Over the years, the ACLU has been known for cases against anyone from citizens to cities and states – even federal, which many would see as nuance cases. Crosses out in the public squares during Christmas and other infinitesimal items which leaves many to see the abuse of our court system to forward Liberal agendas, marred in detaching any reference to God in America while letting many references to other religions continue.
These apparent abuses have damaged the reputation of the American Civil Liberties Union to many, thus, every time a suit is filed with their involvement, it is assume to be another silly court posturing to dismantle our Constitution more than uphold it. However, it would seem there are some cases that are worth credence and judicial review.
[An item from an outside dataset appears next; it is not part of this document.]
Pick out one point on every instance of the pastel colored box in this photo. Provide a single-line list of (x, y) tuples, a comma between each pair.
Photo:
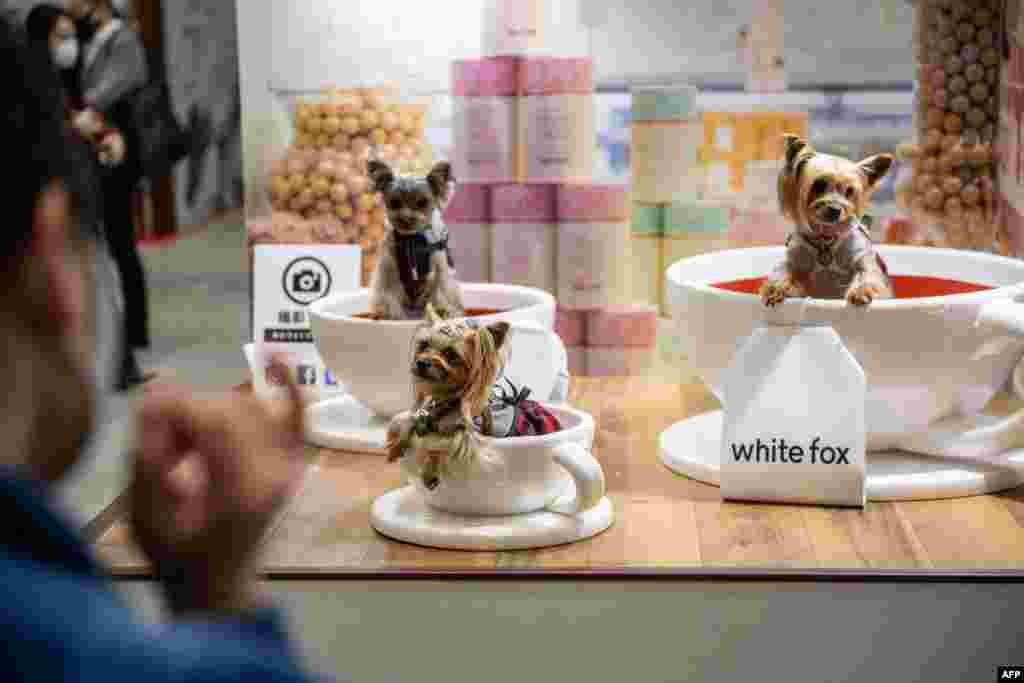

One being the two cases going on in Maryland, filed on June 29, 2017.
The two cases are regarding settlement in police brutality and excessive force cases, which in many regards, the details have been shielded by the municipalities for which they occurred. The ACLU teamed up with a Baltimore based news organization The Real News Network, to sue Baltimore and Salisbury, Maryland for failing to disclose information as per the Maryland Information Act; under the guise of a gag order placed by settlement decision – paid out by the Local Government Insurance Trust fund which pays the settlements.
These two battles stem from the lack of transparency under cover of confidentiality, which TRNN and ACLU claim keeps cases involving police brutality and use of excessive force from the public. They claim this is a disservice to the public the police departments serve and should not be shielded at all.
Given the Black Lives Matter climate created from situations badly askewed against the police, this is a hotbed issue now as it pertains to the police and their treatment of people within their community. Many distrust the police in general but these types of shadow actions doesn’t proffer any reason for citizens to not believe the BLM rubbish designed more for race baiting than any meaningful change in Law Enforcement – Community relations. In fact, these clandestined actions only pour more fuel on the flames of dissent.
Should local city governments be allowed to shield the public from their officers’ wrongdoing or repercussions should excessive forces be found to be true? The argument for communities to have this information is logical by all accounts because those officers should be held accountable both in a court of law and in public opinion. Therefore, this ACLU case does have practical merit and is legitimately seeking recourse and disclosure of such.
We’ll be following this case closely to see how things get sorted out, but in the meantime this is a shout out to the ACLU for finally taking a case everyone can believe in. Cheers to them!